Years ago, Sports Center was wonderfully simple: it showed highlights of the previous day’s sporting events, nothing more.
Sports Center has slowly evolved into more of a regular news program – with investigative reporting and a focus on scandal rather than sports.
Florida State QB Jameis Winston is the most exciting player in college football right now. However, if you watch Sports Center, you think of Winston primarily as the suspect in a campus sexual assault investigation.
I am not defending Jameis Winston. I am saying, however, that his personal life is absolutely none of my business. Or ESPN’s.
The story that convinced me to stop watching Sports Center was the Lance Armstrong doping scandal.
I always think it is wrong when ESPN attacks athletes. But, to be fair, some of them did ask to be public figures. I mean, if you sign up to play 3rd baseman for the New York Yankees, party with Madonna, and eat popcorn at the Super Bowl with Cameron Diaz, you clearly want to be a celebrity.
However, Lance Armstrong didn’t choose to be celebrity. He chose to ride a bicycle. In France. It seems to me that that is a recipe for anonymity. Most people had never heard of the Tour de France until Lance Armstong – an American cancer survivor – won the race several years in a row.
Though he didn’t ask to be a public figure, he took advantage of his fame and founded the LiveStrong Foundation: a charity that has raised $500 million for cancer survivors and their families.
In case you didn’t already know, Lance Armstrong was doping the entire time. The overlong and unenlightening documentary “The Armstrong Lie” shows how much performance enhancing Armstrong did and how he systematically lied about it.
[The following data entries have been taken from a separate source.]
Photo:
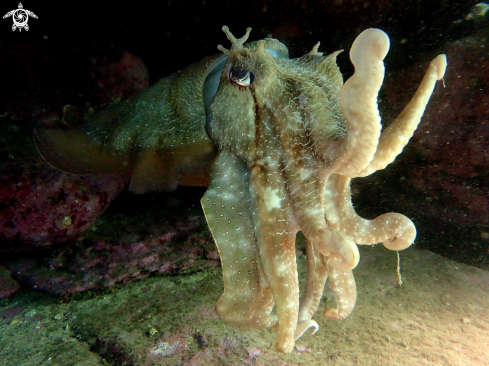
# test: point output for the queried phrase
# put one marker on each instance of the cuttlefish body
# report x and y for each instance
(286, 137)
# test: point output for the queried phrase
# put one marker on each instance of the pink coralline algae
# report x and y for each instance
(102, 263)
(41, 207)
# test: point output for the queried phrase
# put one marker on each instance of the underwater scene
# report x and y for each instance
(244, 183)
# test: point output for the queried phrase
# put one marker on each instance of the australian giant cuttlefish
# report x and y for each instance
(277, 141)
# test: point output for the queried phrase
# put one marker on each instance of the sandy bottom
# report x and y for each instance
(440, 316)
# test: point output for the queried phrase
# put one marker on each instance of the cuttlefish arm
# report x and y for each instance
(247, 300)
(396, 136)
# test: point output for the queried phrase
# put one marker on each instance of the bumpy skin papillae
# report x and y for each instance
(289, 141)
(300, 149)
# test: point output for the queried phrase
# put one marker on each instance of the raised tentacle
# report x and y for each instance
(247, 300)
(397, 134)
(395, 231)
(358, 100)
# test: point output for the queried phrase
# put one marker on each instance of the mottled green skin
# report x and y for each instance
(156, 138)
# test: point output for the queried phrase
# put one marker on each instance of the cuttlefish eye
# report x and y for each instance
(242, 78)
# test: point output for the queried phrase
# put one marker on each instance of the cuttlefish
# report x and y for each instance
(277, 141)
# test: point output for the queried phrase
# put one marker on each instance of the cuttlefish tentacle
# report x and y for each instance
(395, 231)
(345, 289)
(397, 134)
(317, 275)
(358, 99)
(247, 300)
(276, 241)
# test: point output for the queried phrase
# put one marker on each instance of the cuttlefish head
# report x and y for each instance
(251, 72)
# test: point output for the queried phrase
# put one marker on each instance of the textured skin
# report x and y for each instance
(283, 147)
(289, 144)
And you know what? I don’t care at all.
I know this is not a popular opinion, but please hear me out. When I learn that an athlete has been outed as a doper, I feel bad for him. Society has encouraged him to perform at the highest level possible, to be relentlessly competitive, and to win at all costs. Society has rewarded him handsomely and made him feel like a hero for being such a competitive winner.
Then, all of a sudden, society turns against him and calls him a monster and a cheater and a fraud just because he used a substance that is currently banned.
One little injection turns a hero into a villain. It doesn’t make any sense to me. Who made these rules? Probably the producers at Sports Center. Because they like nothing more than to put a man on a pedestal and then wait until he slips so they can tear him down and drag his name through the mud.
In conclusion: when I think of Lance Armstrong, I think of a good athlete and a great philanthropist. When ESPN sees Lance Armstrong, they see a villain who is fair game to be attacked. I like sports and positivity. They like scandal and character assassination.
And that’s why I don’t watch Sports Center anymore.